Over the last few years, some of the more powerful member states such as France and the UK have decided to step up their efforts to deport ‘failed asylum seekers' and ‘undocumented migrants' and set targets to be achieved. This was a dangerous strategy given the difficulties and expense involved in deporting large numbers of people. It gave the electorate a criterion for measuring the effectiveness or otherwise of migration controls. Under pressure to meet these targets, it is not surprising that political masters put pressure on civil servants to strengthen controls rather than protection. And the stark reality is that the migrant and refugee advocates and campaigners, the human rights lawyers and progressive members of national and European parliaments and the civil servants who do understand the moral consequences of this shameful directive have failed after three years to impose the higher standards that should be expected of the European Union.
Officially, the use of the word ‘deportation', ‘expulsion' and ‘abschiebung' are now avoided by national governments and the EU, and less historically weighted, more neutral words such as removal, return, retorno, éloignment, rimpatrio, rückführung are preferred. Those who choose to call a spade a spade are routinely chastised in conferences.

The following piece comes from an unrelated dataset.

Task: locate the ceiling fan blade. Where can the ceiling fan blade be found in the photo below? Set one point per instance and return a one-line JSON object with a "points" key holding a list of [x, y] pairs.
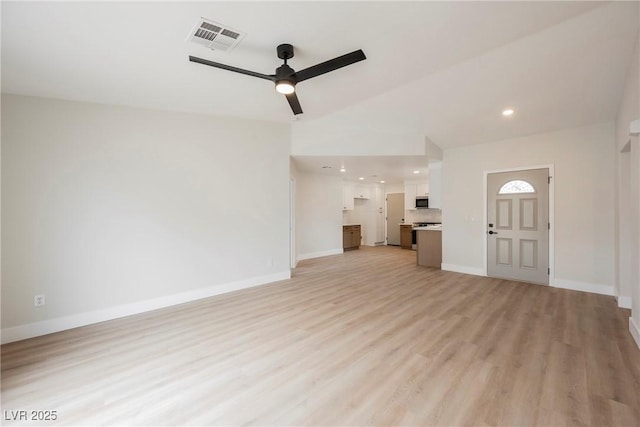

At different times, representatives of the UK Home Office and a number of EU civil servants have politely corrected my ‘mistaken' use of a word more appropriate to the Nazi period. (In the 1940s, Viktor Klemperer noted how words were like small doses of arsenic, swallowed unnoticed, apparently without harm, until one day their deadly effect becomes apparent.)
Having said that, while earlier versions of this Directive referred to ‘temporary custody', the European Parliament preferred the more explicit ‘detention' "given the deprivation of freedom it entails and its duration, up to six months, which is far from temporary" (European Parliament, Committee on Civil Liberties, Justice and Home Affairs, Report on the proposal for a directive of the European parliament and the Council on common standards and procedures in Member States for returning illegally staying third-country nationals, A6-0339/2007, 20.09.2007, Amendment 10).